On numerous occasions, large and fiery crowds have come onto the streets in towns in the Pamirs mountains to resist the arrest of influential, informal local powerbrokers or just regular members of the community. Sometimes this resistance has been broken through force. At other times, the government has backed down.
Irgashev believes young people in his town, Khorog, will not sit idly by if he is unlawfully persecuted and pressured.
“These are people who have been with me for 15-20 years. I am confident that if they persecute me, these guys will stand up in my defense,” he said.
Getting onto the ballot was always going to be a vanishingly improbable prospect. To do so, Irgashev needed to hand in 200,000 endorsement signatures by the deadline. His team had asked people wishing to show their support to do so electronically to speed up the process. As of last week, Irgashev said he had collected around 70,000 signatures, far short of the target.
If the Central Election Commission had not stood in his way, though, Irgashev said, it would have served as a rare chance for the country to prove it has not degenerated into complete authoritarianism.
“We will be able to say that there is no dictatorship in Tajikistan, that a citizen put himself forward and that nobody created any obstacles. It is in the interest of the state to register me,” he said.
As for his platform, Irgashev’s main message is to hand over more power to the citizenry.

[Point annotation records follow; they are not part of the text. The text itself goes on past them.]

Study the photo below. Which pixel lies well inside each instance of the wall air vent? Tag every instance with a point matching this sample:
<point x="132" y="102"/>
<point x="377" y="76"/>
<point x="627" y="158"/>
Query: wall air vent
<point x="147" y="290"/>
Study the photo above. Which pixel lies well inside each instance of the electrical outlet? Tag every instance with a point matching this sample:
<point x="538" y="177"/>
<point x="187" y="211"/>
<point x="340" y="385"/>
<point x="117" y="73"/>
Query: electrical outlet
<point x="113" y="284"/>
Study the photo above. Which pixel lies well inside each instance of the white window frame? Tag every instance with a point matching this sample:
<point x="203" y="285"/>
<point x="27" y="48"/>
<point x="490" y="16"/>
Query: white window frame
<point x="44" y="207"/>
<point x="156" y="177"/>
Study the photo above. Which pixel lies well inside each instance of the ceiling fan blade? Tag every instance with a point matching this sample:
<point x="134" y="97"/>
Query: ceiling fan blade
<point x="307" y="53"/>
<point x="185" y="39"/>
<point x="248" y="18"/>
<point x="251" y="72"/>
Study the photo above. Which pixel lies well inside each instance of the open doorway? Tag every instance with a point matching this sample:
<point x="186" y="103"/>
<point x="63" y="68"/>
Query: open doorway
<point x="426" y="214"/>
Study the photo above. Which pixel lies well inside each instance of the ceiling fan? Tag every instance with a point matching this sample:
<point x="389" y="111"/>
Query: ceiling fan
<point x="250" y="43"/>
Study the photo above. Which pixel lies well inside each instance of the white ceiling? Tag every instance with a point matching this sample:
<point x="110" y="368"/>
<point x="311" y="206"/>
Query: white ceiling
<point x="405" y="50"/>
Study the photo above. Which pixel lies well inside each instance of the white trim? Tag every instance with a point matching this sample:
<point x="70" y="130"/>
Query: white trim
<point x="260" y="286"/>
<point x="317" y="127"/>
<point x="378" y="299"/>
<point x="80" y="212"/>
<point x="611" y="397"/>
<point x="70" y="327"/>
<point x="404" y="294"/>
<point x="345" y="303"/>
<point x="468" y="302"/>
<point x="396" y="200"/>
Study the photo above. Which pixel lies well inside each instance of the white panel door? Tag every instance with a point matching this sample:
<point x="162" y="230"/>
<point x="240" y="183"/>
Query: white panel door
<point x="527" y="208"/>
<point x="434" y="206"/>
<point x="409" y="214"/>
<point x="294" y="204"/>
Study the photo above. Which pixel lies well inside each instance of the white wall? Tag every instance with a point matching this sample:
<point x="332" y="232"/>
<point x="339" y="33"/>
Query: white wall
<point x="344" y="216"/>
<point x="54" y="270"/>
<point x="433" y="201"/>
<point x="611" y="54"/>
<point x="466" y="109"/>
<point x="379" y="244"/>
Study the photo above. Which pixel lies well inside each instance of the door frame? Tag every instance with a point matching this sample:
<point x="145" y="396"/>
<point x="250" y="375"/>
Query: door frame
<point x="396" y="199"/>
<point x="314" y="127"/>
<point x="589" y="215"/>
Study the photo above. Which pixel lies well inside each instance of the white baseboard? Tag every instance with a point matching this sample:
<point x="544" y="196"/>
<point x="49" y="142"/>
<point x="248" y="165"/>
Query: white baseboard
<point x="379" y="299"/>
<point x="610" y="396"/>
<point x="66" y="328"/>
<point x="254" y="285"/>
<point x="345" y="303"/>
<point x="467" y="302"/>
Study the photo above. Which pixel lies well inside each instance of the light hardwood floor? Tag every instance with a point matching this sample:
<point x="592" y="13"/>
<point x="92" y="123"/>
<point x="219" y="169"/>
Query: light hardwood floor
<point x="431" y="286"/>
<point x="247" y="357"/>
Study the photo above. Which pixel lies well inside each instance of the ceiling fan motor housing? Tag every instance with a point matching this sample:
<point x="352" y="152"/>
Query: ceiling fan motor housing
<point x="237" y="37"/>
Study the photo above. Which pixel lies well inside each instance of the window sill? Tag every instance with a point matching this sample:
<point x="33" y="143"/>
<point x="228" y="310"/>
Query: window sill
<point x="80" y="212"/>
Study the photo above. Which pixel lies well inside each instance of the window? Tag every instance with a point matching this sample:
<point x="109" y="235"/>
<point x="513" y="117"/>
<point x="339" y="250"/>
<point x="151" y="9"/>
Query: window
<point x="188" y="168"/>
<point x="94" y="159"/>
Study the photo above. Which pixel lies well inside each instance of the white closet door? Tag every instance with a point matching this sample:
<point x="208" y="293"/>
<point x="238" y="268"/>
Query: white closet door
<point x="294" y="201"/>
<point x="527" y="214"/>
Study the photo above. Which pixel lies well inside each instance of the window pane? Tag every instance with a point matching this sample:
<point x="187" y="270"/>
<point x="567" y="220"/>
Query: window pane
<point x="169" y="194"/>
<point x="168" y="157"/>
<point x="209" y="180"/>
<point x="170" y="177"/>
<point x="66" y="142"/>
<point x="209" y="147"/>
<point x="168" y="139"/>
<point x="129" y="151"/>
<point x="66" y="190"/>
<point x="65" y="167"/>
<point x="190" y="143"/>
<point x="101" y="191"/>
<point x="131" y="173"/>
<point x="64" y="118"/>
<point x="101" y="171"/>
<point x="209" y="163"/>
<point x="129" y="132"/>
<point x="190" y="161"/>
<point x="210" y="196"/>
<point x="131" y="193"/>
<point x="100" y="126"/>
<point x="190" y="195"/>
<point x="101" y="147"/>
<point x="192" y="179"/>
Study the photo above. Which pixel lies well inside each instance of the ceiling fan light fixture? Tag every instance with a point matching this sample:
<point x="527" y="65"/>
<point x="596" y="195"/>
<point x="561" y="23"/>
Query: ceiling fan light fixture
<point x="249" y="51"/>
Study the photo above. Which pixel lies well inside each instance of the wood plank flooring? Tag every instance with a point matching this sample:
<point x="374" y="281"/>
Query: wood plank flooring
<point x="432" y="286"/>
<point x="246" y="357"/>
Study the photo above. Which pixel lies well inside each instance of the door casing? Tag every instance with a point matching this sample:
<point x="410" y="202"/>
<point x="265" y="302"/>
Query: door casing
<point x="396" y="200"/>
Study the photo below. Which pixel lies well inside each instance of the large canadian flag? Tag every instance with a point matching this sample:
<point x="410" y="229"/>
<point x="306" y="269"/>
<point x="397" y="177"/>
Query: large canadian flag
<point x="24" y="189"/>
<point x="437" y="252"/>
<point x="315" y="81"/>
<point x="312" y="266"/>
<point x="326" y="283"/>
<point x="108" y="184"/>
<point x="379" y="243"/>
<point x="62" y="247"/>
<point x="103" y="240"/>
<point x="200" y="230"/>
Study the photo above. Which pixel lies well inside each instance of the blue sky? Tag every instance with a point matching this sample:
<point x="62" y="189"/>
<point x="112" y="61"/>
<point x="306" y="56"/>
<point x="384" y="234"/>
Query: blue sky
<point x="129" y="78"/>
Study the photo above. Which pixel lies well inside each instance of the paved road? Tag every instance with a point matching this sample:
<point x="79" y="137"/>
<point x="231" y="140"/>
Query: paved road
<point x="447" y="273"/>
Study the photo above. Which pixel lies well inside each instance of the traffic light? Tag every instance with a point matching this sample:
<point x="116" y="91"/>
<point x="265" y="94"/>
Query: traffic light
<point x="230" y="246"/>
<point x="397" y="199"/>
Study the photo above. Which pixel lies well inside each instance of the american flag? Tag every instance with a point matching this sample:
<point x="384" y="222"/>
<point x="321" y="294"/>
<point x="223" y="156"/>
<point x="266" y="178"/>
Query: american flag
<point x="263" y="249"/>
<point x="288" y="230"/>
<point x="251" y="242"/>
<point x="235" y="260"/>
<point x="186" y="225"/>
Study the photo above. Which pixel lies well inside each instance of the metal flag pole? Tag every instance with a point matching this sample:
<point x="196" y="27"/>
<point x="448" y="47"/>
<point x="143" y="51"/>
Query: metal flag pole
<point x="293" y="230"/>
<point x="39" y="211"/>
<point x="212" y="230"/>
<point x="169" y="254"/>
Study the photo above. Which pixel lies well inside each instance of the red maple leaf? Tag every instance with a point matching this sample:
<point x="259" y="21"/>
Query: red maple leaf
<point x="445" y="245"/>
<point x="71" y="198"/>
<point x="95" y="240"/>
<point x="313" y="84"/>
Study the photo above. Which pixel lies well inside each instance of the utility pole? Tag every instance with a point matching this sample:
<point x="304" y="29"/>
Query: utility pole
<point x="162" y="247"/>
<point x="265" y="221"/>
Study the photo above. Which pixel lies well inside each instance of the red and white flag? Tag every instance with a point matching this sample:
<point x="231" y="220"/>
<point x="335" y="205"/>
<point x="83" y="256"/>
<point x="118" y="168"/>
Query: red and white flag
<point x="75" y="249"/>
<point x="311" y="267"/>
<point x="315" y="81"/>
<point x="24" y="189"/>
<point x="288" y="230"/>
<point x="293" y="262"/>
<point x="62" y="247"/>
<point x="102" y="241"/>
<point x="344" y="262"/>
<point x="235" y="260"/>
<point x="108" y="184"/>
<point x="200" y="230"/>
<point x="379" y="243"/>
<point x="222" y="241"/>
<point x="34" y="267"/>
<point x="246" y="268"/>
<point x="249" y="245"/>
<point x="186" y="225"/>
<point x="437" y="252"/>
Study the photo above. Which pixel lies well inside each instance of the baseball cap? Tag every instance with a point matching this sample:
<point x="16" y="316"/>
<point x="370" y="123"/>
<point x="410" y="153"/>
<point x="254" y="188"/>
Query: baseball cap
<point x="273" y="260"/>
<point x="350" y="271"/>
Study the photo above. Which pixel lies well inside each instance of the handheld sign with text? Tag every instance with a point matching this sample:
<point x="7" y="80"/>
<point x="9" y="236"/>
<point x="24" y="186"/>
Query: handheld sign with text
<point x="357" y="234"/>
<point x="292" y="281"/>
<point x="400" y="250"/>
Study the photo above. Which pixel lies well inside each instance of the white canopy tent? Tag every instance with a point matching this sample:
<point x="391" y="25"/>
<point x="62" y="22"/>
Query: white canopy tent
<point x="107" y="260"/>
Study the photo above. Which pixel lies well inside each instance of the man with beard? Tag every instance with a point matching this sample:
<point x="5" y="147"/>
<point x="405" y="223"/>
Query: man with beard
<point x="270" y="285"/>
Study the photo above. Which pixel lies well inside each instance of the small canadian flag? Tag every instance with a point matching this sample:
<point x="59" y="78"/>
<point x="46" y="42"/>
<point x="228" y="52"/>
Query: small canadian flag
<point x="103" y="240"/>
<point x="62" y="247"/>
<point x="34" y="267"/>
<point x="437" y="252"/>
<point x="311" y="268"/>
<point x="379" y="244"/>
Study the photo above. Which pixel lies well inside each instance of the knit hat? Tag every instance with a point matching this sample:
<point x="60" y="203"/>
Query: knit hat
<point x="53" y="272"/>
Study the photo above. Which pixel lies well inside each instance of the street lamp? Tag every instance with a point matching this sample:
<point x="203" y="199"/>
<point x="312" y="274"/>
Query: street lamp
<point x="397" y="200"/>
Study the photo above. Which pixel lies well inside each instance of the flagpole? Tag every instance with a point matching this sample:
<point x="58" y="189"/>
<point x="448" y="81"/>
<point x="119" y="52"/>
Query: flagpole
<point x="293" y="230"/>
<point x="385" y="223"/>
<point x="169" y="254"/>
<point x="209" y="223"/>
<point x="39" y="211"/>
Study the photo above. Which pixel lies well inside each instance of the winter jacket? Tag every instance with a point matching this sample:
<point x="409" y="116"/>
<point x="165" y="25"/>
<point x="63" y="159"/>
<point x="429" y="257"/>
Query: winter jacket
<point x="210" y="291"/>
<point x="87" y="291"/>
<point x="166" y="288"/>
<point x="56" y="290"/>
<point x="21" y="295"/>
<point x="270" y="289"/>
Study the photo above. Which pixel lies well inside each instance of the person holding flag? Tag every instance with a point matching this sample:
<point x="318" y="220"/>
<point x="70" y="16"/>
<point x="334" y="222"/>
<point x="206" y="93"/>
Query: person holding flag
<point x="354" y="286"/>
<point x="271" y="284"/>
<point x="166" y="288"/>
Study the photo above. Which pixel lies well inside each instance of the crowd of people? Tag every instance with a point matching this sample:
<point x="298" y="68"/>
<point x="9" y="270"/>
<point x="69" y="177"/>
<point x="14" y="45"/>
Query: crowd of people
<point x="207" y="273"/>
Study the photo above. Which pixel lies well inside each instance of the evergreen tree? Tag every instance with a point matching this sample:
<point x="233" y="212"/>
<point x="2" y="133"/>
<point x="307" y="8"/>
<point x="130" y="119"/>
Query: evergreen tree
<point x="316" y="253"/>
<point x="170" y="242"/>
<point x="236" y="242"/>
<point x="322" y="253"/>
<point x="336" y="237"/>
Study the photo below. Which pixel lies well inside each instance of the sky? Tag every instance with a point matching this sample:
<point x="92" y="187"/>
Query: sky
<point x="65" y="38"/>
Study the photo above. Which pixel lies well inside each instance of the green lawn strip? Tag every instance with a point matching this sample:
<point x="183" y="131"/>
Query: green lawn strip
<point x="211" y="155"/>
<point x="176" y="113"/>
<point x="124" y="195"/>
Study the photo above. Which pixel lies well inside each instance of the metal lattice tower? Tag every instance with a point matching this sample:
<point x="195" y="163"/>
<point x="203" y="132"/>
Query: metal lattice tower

“Our goal is to completely cleanse the vertical of power of random officials. The people should choose their own leaders, heads of cities and regions. The Vose district should elect its own chairman, the city of Dushanbe its own mayor,” he said.
Irgashev also wants the apparatus of government trimmed. One target is the upper house of parliament, or Majlisi Milli.
“A bicameral parliament is not typical for unitary states. It is more for federal ones like Russia or the United States. There, representatives of all states, or, like in Russia, all federal republics, are represented in the upper house of parliament.”
That would be a step toward rehabilitating parliament as a tribune for the people that could operate independently of the president. The time in which a supreme leader micro-manages all aspects of life has run its course, he said.
“The job of a leader is to attract experts able to run specific areas of life. Our situation is a total mess as far as this is concerned. Our leader is supposedly capable of doing everything and knows everything. This must be changed.”